S N Vasuki – Indonesia reported higher inflation and a sharply lower trade surplus yesterday in line with the expectations of most economists.
But economists cautioned that the continued fall in non-oil exports was a worrying sign of an erosion in the country's competitiveness.
Speaking after a monthly cabinet meeting presided over by President Suharto, Information Minister Harmoko announced that Indonesia's inflation in January rose by 1.03 per cent over December 1996. On an annual basis, inflation is now expanding at 5.45 per cent.
Meanwhile, the country's trade surplus shrank to US$746.6 million (S$1.05 billion) in November from the previous month's US$995.7 million.
Overall, exports in November fell to US$4.4 billion from October's US$4.46 billion while imports during the month rose to US$3.64 billion from US$3.46 billion. Non-oil exports were virtually stagnant in November, rising to US$3.34 billion from US$3.33 billion.
Economists said they were not overly concerned about the rise in inflation. The first two months of the year are the festive period and inflation has traditionally risen sharply during this period. Food prices, a major component of the Consumer Price Index, rose 1.85 per cent while housing expanded moderately by 0.25 per cent.
However, the rise in food prices this year is small compared with the first two months of 1996 when severe flooding on Java island led to a dramatic jump in inflation.
Stockbroking firm SocGen-Crosby, in a report published before the release of yesterday's data, expects Indonesia's overall inflation for 1997 to hit 8.5 per cent.
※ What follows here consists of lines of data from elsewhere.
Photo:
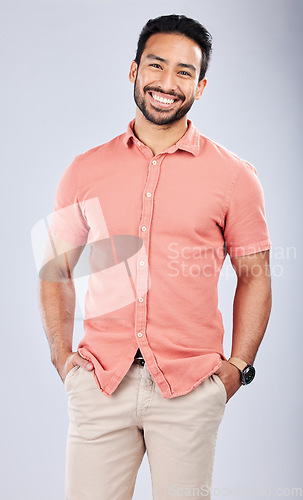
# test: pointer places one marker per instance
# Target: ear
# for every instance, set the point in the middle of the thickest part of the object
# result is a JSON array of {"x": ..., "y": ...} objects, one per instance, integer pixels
[
  {"x": 200, "y": 88},
  {"x": 133, "y": 72}
]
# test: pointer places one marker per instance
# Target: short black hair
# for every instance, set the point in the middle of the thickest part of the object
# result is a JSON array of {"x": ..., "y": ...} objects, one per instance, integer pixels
[{"x": 178, "y": 24}]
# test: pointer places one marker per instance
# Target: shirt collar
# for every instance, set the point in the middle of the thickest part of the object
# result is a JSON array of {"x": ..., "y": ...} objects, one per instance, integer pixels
[{"x": 190, "y": 141}]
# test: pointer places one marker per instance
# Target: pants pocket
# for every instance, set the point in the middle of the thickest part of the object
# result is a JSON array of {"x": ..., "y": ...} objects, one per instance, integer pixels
[
  {"x": 221, "y": 386},
  {"x": 70, "y": 375}
]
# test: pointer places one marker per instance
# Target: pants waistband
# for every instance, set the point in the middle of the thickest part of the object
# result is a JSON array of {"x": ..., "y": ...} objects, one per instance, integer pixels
[{"x": 138, "y": 359}]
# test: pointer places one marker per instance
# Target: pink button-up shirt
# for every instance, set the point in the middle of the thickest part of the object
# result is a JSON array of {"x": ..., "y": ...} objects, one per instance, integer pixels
[{"x": 159, "y": 228}]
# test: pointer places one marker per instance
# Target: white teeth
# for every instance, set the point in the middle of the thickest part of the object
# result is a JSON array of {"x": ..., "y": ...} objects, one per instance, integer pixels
[{"x": 162, "y": 99}]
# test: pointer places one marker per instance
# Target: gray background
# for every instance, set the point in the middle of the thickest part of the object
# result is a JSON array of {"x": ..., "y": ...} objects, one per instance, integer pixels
[{"x": 65, "y": 89}]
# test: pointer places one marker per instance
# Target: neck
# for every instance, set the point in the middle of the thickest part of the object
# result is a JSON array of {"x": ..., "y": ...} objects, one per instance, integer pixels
[{"x": 158, "y": 137}]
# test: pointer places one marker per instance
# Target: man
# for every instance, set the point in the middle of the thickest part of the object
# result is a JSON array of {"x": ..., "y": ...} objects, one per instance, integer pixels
[{"x": 160, "y": 205}]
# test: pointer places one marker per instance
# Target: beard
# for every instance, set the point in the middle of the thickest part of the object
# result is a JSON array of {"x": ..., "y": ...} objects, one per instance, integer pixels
[{"x": 161, "y": 116}]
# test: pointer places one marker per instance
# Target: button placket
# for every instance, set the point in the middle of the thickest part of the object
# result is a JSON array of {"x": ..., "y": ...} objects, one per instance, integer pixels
[{"x": 143, "y": 278}]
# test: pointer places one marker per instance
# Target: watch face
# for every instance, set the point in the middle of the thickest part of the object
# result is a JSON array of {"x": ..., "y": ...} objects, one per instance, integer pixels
[{"x": 248, "y": 374}]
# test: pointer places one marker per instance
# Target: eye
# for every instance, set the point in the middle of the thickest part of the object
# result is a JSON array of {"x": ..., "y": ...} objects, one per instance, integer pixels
[{"x": 155, "y": 64}]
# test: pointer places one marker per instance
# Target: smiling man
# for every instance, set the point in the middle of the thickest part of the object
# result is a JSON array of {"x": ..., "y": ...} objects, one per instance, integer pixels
[{"x": 161, "y": 205}]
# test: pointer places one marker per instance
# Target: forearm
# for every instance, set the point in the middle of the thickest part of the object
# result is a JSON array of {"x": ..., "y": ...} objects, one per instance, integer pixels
[
  {"x": 57, "y": 308},
  {"x": 252, "y": 306}
]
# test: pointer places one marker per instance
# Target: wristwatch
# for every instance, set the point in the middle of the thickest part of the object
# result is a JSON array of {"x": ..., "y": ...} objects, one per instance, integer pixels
[{"x": 247, "y": 371}]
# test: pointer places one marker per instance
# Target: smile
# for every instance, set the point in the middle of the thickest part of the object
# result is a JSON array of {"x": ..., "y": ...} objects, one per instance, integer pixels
[{"x": 164, "y": 102}]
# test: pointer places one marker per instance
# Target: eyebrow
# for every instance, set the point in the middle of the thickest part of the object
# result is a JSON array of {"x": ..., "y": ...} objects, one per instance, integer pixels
[{"x": 183, "y": 65}]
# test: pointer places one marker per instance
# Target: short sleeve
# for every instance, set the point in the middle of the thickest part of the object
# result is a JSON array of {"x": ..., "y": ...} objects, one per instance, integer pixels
[
  {"x": 245, "y": 227},
  {"x": 68, "y": 222}
]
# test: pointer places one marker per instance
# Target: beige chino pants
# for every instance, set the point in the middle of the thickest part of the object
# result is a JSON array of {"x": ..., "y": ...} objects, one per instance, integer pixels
[{"x": 108, "y": 436}]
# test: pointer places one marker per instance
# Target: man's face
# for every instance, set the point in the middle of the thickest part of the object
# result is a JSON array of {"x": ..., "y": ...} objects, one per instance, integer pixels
[{"x": 166, "y": 81}]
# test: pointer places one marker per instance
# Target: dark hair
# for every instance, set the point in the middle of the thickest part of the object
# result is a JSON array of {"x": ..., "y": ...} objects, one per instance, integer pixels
[{"x": 182, "y": 25}]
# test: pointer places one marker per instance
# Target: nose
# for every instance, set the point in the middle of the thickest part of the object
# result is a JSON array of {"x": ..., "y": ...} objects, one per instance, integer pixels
[{"x": 167, "y": 82}]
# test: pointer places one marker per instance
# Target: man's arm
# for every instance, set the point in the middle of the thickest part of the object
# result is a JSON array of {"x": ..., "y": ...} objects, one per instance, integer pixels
[
  {"x": 252, "y": 306},
  {"x": 56, "y": 294}
]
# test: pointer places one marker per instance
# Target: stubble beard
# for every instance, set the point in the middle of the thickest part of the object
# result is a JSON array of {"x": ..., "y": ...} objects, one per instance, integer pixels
[{"x": 161, "y": 117}]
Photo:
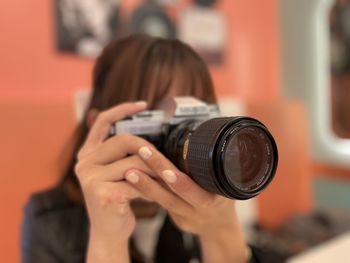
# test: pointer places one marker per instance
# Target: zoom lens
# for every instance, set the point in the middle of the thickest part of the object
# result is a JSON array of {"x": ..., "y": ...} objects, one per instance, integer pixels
[{"x": 235, "y": 157}]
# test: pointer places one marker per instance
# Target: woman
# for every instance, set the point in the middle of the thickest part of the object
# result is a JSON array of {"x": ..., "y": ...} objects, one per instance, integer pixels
[{"x": 124, "y": 180}]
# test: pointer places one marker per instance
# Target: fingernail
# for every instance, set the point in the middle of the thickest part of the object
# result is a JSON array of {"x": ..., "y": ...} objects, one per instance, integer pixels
[
  {"x": 132, "y": 177},
  {"x": 145, "y": 152},
  {"x": 141, "y": 103},
  {"x": 169, "y": 176}
]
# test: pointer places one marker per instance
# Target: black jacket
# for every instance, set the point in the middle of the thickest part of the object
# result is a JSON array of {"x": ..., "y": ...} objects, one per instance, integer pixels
[{"x": 56, "y": 230}]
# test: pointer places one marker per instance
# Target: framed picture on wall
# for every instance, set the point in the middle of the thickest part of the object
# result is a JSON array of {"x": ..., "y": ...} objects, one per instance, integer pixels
[{"x": 85, "y": 26}]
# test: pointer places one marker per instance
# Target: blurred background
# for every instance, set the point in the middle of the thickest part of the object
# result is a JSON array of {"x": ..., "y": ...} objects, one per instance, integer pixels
[{"x": 285, "y": 62}]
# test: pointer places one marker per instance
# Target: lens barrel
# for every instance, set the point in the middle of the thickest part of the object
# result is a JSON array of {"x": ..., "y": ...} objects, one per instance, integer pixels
[{"x": 232, "y": 156}]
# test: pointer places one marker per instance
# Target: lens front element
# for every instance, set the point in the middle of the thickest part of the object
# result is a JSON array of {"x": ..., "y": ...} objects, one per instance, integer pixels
[{"x": 246, "y": 157}]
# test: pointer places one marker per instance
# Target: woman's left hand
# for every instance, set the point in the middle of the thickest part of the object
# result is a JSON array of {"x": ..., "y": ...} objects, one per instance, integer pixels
[{"x": 210, "y": 216}]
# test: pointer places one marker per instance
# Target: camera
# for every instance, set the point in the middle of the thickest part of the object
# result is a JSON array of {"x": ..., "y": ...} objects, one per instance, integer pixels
[{"x": 235, "y": 157}]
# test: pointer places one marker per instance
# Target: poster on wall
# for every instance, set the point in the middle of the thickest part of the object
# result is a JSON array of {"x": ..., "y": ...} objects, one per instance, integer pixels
[
  {"x": 205, "y": 30},
  {"x": 85, "y": 26}
]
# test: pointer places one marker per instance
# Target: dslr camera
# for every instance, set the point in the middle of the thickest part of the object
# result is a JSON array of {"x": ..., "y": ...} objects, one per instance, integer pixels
[{"x": 235, "y": 157}]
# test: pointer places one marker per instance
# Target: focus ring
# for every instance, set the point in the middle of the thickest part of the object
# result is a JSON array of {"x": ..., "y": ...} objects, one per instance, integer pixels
[{"x": 200, "y": 153}]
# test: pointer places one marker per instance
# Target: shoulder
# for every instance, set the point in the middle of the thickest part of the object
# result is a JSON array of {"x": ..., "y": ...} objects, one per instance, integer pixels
[
  {"x": 47, "y": 201},
  {"x": 52, "y": 220}
]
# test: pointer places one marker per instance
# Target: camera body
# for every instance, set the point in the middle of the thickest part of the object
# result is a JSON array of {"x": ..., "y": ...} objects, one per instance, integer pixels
[
  {"x": 232, "y": 156},
  {"x": 156, "y": 124}
]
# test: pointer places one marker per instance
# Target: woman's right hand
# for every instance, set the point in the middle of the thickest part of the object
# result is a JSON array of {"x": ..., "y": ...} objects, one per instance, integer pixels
[{"x": 101, "y": 176}]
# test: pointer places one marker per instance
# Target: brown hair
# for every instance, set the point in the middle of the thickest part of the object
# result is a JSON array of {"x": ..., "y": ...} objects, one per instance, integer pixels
[{"x": 138, "y": 68}]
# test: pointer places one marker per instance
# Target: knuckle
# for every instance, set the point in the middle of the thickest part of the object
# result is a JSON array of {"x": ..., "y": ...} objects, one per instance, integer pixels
[
  {"x": 79, "y": 168},
  {"x": 170, "y": 203},
  {"x": 157, "y": 164},
  {"x": 208, "y": 202},
  {"x": 103, "y": 117},
  {"x": 125, "y": 138}
]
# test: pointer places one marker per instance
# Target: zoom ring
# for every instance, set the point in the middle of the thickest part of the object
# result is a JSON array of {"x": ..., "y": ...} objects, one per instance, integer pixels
[{"x": 201, "y": 154}]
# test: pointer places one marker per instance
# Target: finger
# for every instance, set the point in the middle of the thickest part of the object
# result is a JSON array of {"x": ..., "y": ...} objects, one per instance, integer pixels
[
  {"x": 102, "y": 125},
  {"x": 117, "y": 193},
  {"x": 116, "y": 171},
  {"x": 116, "y": 148},
  {"x": 150, "y": 189},
  {"x": 179, "y": 182}
]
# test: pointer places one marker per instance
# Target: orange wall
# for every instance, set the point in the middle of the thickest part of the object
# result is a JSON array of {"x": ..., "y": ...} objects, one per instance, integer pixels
[{"x": 37, "y": 83}]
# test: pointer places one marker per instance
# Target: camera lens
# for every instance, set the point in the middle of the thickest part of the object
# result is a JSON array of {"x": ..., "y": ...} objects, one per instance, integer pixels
[{"x": 235, "y": 157}]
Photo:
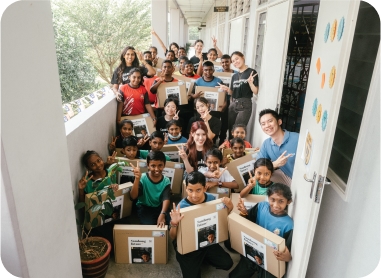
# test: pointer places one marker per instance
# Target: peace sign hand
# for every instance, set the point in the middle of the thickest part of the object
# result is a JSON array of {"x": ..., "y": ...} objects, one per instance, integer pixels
[
  {"x": 82, "y": 182},
  {"x": 136, "y": 170}
]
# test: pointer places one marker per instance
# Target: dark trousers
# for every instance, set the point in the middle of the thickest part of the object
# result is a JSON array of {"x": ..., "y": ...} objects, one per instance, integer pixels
[
  {"x": 246, "y": 268},
  {"x": 214, "y": 254},
  {"x": 239, "y": 112}
]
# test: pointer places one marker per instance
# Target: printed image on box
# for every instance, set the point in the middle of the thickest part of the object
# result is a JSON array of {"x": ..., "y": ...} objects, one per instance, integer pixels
[
  {"x": 173, "y": 92},
  {"x": 141, "y": 250},
  {"x": 254, "y": 250},
  {"x": 206, "y": 230},
  {"x": 118, "y": 210}
]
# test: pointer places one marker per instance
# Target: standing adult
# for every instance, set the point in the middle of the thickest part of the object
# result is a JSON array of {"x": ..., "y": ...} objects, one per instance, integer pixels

"Given the sharp pick-up in money supply growth in 1995, we expect continued upward pressure on non-food inflation in 1997 and we anticipate that it will remain above 8 per cent," it said in a recent report. "Given that food inflation is unlikely to fall much further and will probably stabilise, we expect overall average inflation for 1997 to be about 8.5 per cent."Economists expressed concern about the stagnant trend in Indonesia's non-oil exports, particularly for items like textiles and wood-based products. Jardine Fleming does not expect a significant turnaround in growth for these top three non-oil export items.
"Garment exports continued to be affected by lower cost producers in India, China and Vietnam, while volume gain in wood-based exports was eroded by weak prices," the broking firm said in a recent report. "We expect another deregulation package around mid-1997 which should provide a boost to non-oil exports other than the top three."
Last month, Indonesia's Finance Ministry forecast an 8.5 per cent rise in total exports for 1997-98.
Economists said the target was achievable because of higher oil prices but there is scepticism about the government's stated target of non-oil exports growth of between 16 and 18 per cent. Another concern is rapid import growth, which rose by 8.1 per cent in November.